Muslim jurisprudents debated the issue of whether it was possible for the Muslim community to exist in any age without the presence of at least one mujtahid (a situation commonly referred to in later Muslim literature as "the closing of the door of ijtihād"), but a consensus seems never to have been reached on this matter. The general presumption of Muslim scholarship down to the modern age seems, in any case, to have been that ijtihād is, at least in its restricted forms, an ongoing process, even if it be on occasion temporarily interrupted. The requirements for the rank of mujtahid muṭlaq, however, were regarded as so demanding as to render the claim to this high rank extremely rare.

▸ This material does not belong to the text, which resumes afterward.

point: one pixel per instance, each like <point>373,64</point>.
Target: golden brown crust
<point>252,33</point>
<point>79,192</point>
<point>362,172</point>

Muslim jurisprudence has generally shown great deference for the great mujtahid s of the early centuries of Islam, especially the founders of the schools of law. In Shīʿī Islam, this deference is intensified by the fact that the founders of Shīʿī law were none other than the infallible imams.
In the modern age, the concept of ijtihād has sometimes been applied, in an entirely unprecedented manner, to reformist legislation introduced by, or at least subject to the ratification of, elected parliamentary bodies. It has also been adopted by a variety of reform-minded Muslim thinkers, both "modernist" and "fundamentalist," as a rationale for programs calling for fundamental social change or intellectual reorientation.
While virtually every general work on Islam or Islamic law—for example, Joseph Schacht's An Introduction to Islamic Law (Oxford, 1964)—deals to some extent with the subject of ijtihād, there is as yet no major scholarly monograph in a Western language on the scholarly activities that constitute ijtihād. For a cursory discussion, see my "Interpretation in Islamic Law: The Theory of Ijtihad," American Journal of Comparative Law 26 (1978): 199–212, and Abdur Rahim's The Principles of Muhammadan Jurisprudence according to the Hanafi, Maliki, Shafii and Ḥanbalī Schools (1911; reprint, Westport, Conn., 1981), pp. 69–115, 137–192.